I’ll start by staying in the present
tense both grammar and emotion.

*   *   *

When I started this blog in July 2021, I made a commitment to myself to post every other week, on a Monday, for a year. I kept that commitment for 16 months, until November, 2022. Now I’m ready to release myself from deadlines. I’ll likely post less often as I turn my attention to a couple of writing projects I’ve neglected. Thank you for reading.

8 Comments

  1. nancy dillingham

    “Clearing the Clutter”

    I am clearing the clutter
    a real dust up
    that both elevates and deflates

    Just when was I size 8
    and am I still in love
    with graffiti, mufti, and ink?

    For the life of me
    I don’t know why
    I feel so luckless

    as I come and go in my intent
    measuring out my life
    in cardboard boxes and lint

    Am I not glad to be free
    raising windows, throwing caution
    and curtains to the wind?

    Maybe I’ll settle then
    erase traces
    of all paltry rebellions

    adjust to my robe and scuffs
    and just one comfy chair
    jettisoning my load

    like the lone lush peony
    in the glass bowl
    on the table in the hall

    soft pink petals
    plummeting

    Reply
    • Carol

      Absolutely lovely.

      Reply
      • Pat Riviere-Seel

        Thank you, Carol! I realize you know all too well the sorting, cleaning and deciding what to keep. Miss you in Burnsville. Let me know when you are back in town.

        Reply
    • Stephanie Dean

      Thank you, Pat, for this lovely writing on a challenge I face, as well – a blue room.. The room is full of “fractured” vestiges of a well-lived, full, and sometimes, broken life.

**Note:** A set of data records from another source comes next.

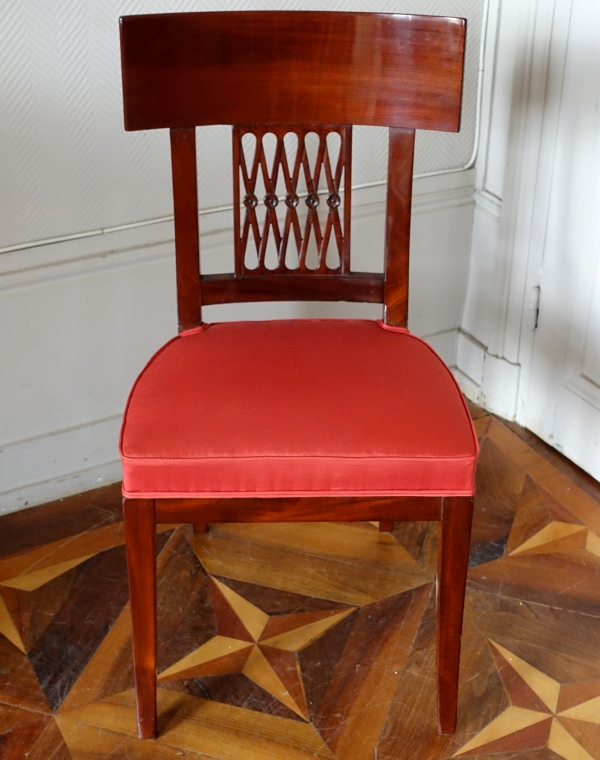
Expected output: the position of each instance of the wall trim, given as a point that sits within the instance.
(486, 379)
(62, 462)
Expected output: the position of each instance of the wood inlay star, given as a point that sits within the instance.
(260, 646)
(542, 712)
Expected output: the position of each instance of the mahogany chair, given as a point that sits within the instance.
(220, 426)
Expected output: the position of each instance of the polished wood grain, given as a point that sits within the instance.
(346, 68)
(453, 546)
(397, 226)
(354, 287)
(366, 683)
(306, 509)
(187, 239)
(309, 75)
(138, 518)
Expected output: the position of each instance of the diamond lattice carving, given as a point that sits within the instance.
(292, 183)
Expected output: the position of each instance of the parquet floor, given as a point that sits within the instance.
(283, 642)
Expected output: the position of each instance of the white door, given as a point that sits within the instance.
(562, 395)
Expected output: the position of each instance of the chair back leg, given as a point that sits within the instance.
(140, 531)
(454, 539)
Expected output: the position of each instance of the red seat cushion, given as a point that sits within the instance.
(296, 407)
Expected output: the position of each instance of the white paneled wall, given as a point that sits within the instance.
(79, 317)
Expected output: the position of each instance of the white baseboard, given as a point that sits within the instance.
(58, 464)
(121, 290)
(487, 380)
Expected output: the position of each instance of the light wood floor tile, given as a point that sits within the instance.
(286, 642)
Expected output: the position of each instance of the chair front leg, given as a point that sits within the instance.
(453, 556)
(140, 531)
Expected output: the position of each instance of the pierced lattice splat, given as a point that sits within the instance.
(292, 185)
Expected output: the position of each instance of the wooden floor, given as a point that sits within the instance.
(284, 642)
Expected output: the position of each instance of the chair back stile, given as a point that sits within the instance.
(199, 446)
(340, 69)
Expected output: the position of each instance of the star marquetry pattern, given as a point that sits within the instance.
(542, 713)
(264, 648)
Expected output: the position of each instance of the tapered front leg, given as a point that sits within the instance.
(140, 531)
(453, 557)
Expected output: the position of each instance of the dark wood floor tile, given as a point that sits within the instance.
(536, 509)
(19, 686)
(476, 411)
(50, 745)
(419, 539)
(499, 485)
(185, 615)
(19, 731)
(227, 621)
(234, 689)
(350, 720)
(411, 728)
(410, 731)
(277, 601)
(563, 644)
(566, 579)
(576, 693)
(59, 519)
(585, 734)
(514, 685)
(319, 660)
(97, 596)
(287, 668)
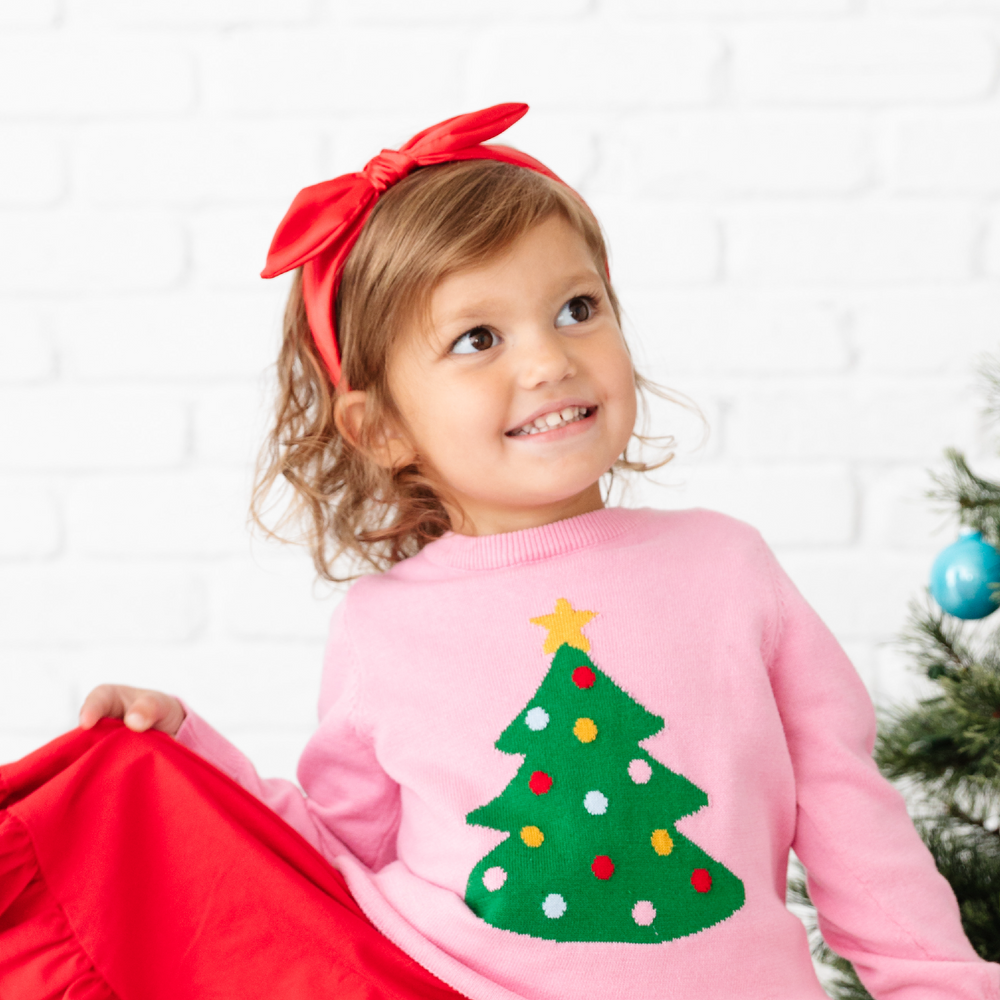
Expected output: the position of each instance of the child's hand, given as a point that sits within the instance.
(140, 709)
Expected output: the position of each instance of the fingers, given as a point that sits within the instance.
(104, 700)
(140, 710)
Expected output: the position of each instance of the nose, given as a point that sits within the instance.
(543, 356)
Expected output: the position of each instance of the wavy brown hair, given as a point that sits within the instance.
(437, 221)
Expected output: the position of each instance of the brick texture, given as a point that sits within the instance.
(800, 201)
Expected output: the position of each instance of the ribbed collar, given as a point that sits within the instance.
(531, 544)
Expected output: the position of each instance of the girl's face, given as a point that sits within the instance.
(527, 341)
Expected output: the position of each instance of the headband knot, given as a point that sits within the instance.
(390, 166)
(325, 219)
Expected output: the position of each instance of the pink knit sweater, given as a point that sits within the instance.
(569, 762)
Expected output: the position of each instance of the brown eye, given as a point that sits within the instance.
(479, 339)
(575, 311)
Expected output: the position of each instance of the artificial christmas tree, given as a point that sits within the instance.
(946, 748)
(593, 853)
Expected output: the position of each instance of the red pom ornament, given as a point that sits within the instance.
(603, 867)
(540, 782)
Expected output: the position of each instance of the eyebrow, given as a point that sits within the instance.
(475, 311)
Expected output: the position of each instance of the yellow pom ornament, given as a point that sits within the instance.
(532, 836)
(661, 842)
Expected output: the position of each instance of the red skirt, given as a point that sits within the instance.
(131, 868)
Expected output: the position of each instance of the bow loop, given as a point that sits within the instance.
(386, 169)
(325, 220)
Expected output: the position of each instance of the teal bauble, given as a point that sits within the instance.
(962, 574)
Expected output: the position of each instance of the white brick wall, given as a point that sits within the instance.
(802, 202)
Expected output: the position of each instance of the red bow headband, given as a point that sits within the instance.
(325, 220)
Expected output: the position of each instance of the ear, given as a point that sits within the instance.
(388, 449)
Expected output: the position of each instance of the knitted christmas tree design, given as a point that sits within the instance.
(593, 853)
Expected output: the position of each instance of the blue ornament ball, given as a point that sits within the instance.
(961, 577)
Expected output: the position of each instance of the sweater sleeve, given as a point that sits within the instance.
(880, 900)
(346, 800)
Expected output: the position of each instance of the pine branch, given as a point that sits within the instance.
(957, 812)
(977, 499)
(935, 640)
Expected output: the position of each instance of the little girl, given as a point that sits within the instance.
(564, 749)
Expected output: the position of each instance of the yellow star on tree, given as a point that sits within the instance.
(564, 625)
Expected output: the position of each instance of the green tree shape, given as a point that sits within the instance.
(551, 890)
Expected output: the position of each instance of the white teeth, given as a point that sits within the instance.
(557, 418)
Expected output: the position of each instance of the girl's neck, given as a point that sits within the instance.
(477, 518)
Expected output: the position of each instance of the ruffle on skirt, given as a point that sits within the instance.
(40, 956)
(132, 869)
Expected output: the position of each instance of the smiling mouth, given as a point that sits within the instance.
(554, 420)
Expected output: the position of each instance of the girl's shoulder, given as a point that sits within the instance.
(694, 527)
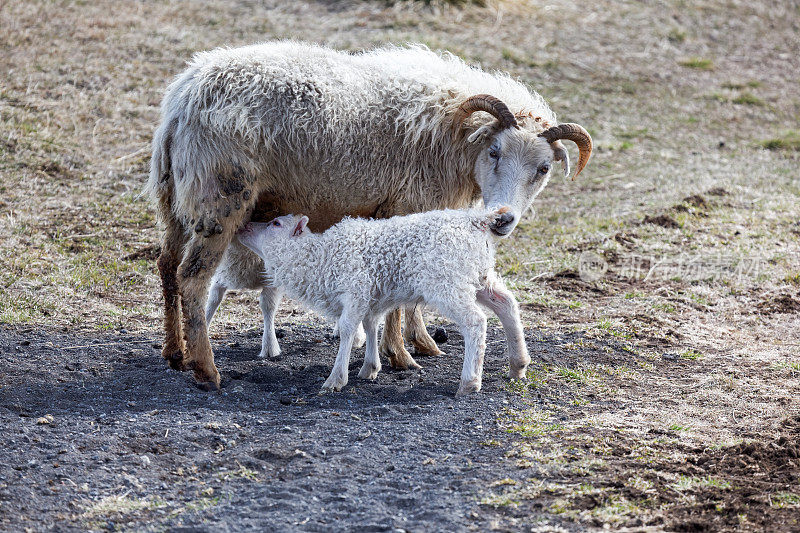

      I hope you are doing well, and enjoy reading your posts. Thank you for your words.

      Reply
      • Pat Riviere-Seel

        Thank you, Stephanie! I think this is a challenge many can relate to. “a well-lived, full, and sometimes, broken life,” is a lovely way to describe this human journey.

        Hope you are well and that your writing is going well!. Hope our paths cross again soon.

        Reply
  2. Pat Riviere-Seel

    Love this poem, Nancy! Especially the images in the last five lines. Hope your New Year is off to a good start.

    Reply
  3. Bill Griffin

    Both of these poems offer a winsome seasoning of hope — just like everything you write here, Pat! Don’t make us wait TOO long for the next installment.

    Reply
    • Pat Riviere-Seel

      Thank you, Bill, for the encouragement. I’m hoping to post a new blog at least once a month. This writing has been a process for me – first having to break a lot of journalistic habits when I started writing poetry, and now trying to create prose that still contains the poetry.